Zeenat Isaacs, chairwoman and co-founder of Supporting Mentorship through Art (S.M-ART), Harmony Village
Since the Covid-19 period hit, S.M-ART has distributed more than 1 000 food relief packages, vouchers and loaves of bread weekly.
S.M-ART provided and will continue to provide cooked meals for the communities in need, depending on supplies. We intend to serve three meals a day to those on our database.
We mainly focus on the elderly, young children and the disabled.
However, we do try to assist as many in need as possible.
This global pandemic affects those with weakened immune systems and those with pre-existing conditions.
Our vulnerable groups have been falling prey. All of them do not have masks, gloves, toiletries let alone a warm blanket or something to eat with winter coming up.
It is also obvious that when your nutritional needs are not met this in effect will lower your immunity and you would be more prone to catching Covid-19.
The Western Cape has reported the most Covid-19 infections and Mitchell’s Plain is high on the list in the province.
We urge the public to please do what you can to assist because together we can and will get through this.
We are grateful for being able to warm the hearts and aid the most vulnerable members of our community.
S.M-ART mainly assists the community of Mitchell’s Plain, due to a lack of resources.
Putting the food relief packages together is both a blessing and salutation for our team.
We work day and night to pack, distribute, uplift and impact the impoverished in their time of need – in a time when hope is so drastically needed as well as human dignity, which should always be maintained.
We followed strict good clinical practice (GCP) and human subject protection (HSP) guidelines.
We aspire to continue to do this for all those in need across any given barrier.
Please contact us if you would like to donate any food packages, winter clothing, blankets and toiletries to our daily causes.
We are urgently in need of extra supplies, food, toiletries, bedding and cleaning materials for the more 3 000 recipients in need on our database.
So far all of the
S.M-ART handouts were generated from the income of our founding members to create these packages.
However, we are running out of food supplies and our beneficiaries are in need of food, toiletries and bedding as winter approaches.

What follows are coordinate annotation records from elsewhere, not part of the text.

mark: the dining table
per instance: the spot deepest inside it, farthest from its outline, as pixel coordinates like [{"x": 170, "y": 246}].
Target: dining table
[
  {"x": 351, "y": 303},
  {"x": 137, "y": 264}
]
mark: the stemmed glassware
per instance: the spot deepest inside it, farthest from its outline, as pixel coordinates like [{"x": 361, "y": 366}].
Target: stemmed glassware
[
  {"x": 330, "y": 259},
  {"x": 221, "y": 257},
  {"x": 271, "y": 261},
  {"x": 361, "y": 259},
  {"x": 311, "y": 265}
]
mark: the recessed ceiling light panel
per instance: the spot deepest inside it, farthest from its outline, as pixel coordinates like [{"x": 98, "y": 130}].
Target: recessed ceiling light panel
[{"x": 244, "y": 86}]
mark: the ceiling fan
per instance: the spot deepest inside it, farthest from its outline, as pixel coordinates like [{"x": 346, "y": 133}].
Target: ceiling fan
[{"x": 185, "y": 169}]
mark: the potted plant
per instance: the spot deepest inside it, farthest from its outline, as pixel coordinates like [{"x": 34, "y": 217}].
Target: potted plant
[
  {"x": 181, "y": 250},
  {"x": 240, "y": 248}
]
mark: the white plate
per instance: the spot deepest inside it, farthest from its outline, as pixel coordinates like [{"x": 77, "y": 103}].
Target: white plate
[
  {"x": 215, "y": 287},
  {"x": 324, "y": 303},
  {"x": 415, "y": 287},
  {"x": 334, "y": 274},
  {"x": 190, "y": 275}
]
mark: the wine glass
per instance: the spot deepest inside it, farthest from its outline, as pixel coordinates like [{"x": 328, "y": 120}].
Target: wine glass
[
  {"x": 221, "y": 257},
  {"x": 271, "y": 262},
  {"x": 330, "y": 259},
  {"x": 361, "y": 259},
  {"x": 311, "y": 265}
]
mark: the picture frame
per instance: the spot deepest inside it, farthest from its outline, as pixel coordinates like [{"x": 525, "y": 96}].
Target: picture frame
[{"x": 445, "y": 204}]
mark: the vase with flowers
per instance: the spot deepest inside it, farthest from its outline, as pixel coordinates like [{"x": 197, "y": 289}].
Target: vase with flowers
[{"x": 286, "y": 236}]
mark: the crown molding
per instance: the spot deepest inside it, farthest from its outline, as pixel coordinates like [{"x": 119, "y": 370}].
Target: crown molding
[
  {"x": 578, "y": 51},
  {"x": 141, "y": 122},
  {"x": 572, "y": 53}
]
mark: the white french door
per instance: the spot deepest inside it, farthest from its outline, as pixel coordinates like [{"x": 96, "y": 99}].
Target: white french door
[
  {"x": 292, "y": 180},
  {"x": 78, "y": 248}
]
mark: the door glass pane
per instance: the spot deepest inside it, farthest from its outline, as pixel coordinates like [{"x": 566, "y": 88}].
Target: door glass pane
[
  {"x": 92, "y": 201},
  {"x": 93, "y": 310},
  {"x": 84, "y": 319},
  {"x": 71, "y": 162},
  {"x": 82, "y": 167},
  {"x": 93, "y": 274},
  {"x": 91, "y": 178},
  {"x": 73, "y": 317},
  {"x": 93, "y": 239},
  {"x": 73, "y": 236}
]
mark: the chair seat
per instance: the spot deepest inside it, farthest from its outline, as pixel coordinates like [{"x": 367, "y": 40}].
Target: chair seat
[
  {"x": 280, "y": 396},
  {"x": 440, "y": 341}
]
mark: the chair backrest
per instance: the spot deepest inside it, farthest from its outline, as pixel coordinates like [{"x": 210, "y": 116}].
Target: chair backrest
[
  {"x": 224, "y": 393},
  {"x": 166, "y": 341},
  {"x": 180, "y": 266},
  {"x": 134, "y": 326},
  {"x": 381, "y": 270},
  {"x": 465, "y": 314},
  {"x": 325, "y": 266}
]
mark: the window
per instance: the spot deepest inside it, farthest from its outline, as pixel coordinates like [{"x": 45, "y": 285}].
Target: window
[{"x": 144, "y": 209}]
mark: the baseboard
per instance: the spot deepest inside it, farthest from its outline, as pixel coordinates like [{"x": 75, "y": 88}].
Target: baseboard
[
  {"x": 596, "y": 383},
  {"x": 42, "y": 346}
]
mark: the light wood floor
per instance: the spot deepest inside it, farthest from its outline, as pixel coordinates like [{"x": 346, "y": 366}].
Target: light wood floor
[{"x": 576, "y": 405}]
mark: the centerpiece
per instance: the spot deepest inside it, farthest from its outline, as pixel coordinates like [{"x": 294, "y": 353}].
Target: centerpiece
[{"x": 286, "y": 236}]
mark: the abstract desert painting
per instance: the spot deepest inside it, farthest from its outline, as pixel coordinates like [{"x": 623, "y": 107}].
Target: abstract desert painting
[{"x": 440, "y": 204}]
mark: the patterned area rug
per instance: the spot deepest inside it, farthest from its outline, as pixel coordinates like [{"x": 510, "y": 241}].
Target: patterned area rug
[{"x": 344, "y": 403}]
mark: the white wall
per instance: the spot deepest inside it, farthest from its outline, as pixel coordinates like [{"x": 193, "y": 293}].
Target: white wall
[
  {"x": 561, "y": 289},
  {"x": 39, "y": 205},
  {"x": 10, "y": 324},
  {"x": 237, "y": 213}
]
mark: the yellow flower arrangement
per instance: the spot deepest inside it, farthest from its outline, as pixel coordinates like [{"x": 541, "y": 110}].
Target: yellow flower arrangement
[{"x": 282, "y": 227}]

So many people are being arrested for being hungry and trying to survive.
If you have a Woolworths MySchool card, choose S.M-ART as a beneficiary so we can aid those in need.
For more information and or to donate call, text co-founder Rizah Potgieter, from Westridge, on 074 074 3377, email preficks@gmail.com or me on 074 256 3243.
The core role of S.M-ART when it started in May last year was to target impoverished communities over a broad spectrum by targeting youth, empowering and impacting their lives by keeping them away from unsavoury situations on the streets and teaching them skills, which will help them be self-sustainable, hence eradicating poverty (“Pupils taught SMART goal-setting”, Plainsman, May 15, 2019).
Their skills set include dance, graffiti, all art forms, rap, mechanics and poetry.